The main attraction to this region is the Plain of Jars. The gigantic stone jars are to Laos as Stonehenge is to England – an enigma. While there are many theories, nobody really knows why hundreds of huge stone jars are scattered across several sites on a barren Laotian plain. They are between 2500 and 3000 years old, and again no one knows why they were built. Carved from solid rock, most of these containers weigh from 600kg to a ton per piece with the largest weighing six tons. The jars are set amongst beautiful scenery of rolling hills which are covered with a smattering of pine trees and green grass during the wet season.
Getting here: There are four flights a week from Vientiane Lao Airlines. The flight takes 30 minutes. Please be aware that these flights have been prone to cancellation and delays.

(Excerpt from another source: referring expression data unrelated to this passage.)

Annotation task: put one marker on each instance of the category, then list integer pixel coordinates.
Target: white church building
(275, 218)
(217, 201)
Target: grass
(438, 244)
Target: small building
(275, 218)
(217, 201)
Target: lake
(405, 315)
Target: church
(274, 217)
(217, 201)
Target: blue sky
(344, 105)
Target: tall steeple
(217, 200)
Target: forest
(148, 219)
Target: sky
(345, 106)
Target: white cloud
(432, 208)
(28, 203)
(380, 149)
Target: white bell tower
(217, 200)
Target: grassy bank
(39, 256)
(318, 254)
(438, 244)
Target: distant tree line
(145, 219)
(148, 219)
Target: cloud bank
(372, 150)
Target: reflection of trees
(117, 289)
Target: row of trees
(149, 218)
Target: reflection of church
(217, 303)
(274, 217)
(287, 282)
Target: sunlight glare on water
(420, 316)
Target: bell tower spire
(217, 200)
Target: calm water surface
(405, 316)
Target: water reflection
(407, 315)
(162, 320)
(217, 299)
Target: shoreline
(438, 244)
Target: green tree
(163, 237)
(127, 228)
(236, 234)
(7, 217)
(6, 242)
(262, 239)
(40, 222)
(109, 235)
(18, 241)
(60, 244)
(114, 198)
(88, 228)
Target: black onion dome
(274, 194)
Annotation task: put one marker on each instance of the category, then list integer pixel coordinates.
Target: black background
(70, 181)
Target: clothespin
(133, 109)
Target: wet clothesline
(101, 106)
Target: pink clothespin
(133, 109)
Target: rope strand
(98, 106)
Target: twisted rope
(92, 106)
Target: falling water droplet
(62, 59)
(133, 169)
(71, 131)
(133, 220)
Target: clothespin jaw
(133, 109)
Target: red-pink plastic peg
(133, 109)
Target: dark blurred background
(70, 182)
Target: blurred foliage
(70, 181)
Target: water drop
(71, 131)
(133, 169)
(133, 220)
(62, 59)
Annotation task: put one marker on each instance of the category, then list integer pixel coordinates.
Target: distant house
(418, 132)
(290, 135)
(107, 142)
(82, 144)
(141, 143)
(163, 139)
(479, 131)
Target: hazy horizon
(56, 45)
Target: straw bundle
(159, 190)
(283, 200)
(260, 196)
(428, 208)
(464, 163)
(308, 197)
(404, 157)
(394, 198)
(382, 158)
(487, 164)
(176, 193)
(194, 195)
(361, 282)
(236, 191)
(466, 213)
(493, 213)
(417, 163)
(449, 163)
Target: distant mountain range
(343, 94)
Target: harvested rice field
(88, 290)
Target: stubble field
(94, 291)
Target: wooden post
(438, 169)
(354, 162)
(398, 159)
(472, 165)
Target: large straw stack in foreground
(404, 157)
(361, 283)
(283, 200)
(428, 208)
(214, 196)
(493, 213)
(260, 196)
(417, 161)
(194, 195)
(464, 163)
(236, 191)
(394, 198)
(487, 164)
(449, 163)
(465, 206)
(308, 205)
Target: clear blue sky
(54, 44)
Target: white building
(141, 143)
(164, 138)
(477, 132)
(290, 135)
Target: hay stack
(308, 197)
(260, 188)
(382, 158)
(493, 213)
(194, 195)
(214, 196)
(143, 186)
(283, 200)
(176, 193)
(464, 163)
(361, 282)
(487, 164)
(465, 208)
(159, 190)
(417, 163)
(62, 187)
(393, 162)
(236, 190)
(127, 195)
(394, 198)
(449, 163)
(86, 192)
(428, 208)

Situated in southern Laos, near the Thai border, Pakse is the capital of Champasak province. The town itself features Franco-Chinese style architecture and a colorful market stocked with fresh produce grown in the nearby Bolaven Plateau, a highland region inhabited by a number of ethnic minority groups. The main attraction in Pakse is the Khmer-Hindu archeological ruin of Wat Phu Champasak which was built by the founder of the first Khmer empire, Jayavarman II. It is much smaller than Cambodia’s Angkor Wat but still a rival to that ancient empire. Visitors to the complex should take note that some temples have very steep approaches with as many as 70 steps which can be difficult to climb. Although the tourism infrastructure is less developed than the popular north, the government has made efforts into promoting the region as an ecological friendly destination and improving the reliability of services. Other attractions in the Champasak region include the 4,000 islands of Si Phan Don near the Cambodian border; elephant trekking in Ban Khiet Ngong; Southeast Asia’s widest waterfall, Khone Phapeng; and insight into authentic, traditional Laotian life on the islands of Don Khone and Don Deng near Champasak Town.
Getting here: There are daily flights to Pakse from Vientiane (1hr 15mins) year round, whilst from Luang Prabang flights operate 3 time per a week in the low season and daily in the high season (1hr 50mins) on Lao Airlines. Direct flights Luang Prabang-Pakse or Parkse-Luang Prabang might be cancelled last minute in low season, from May- October.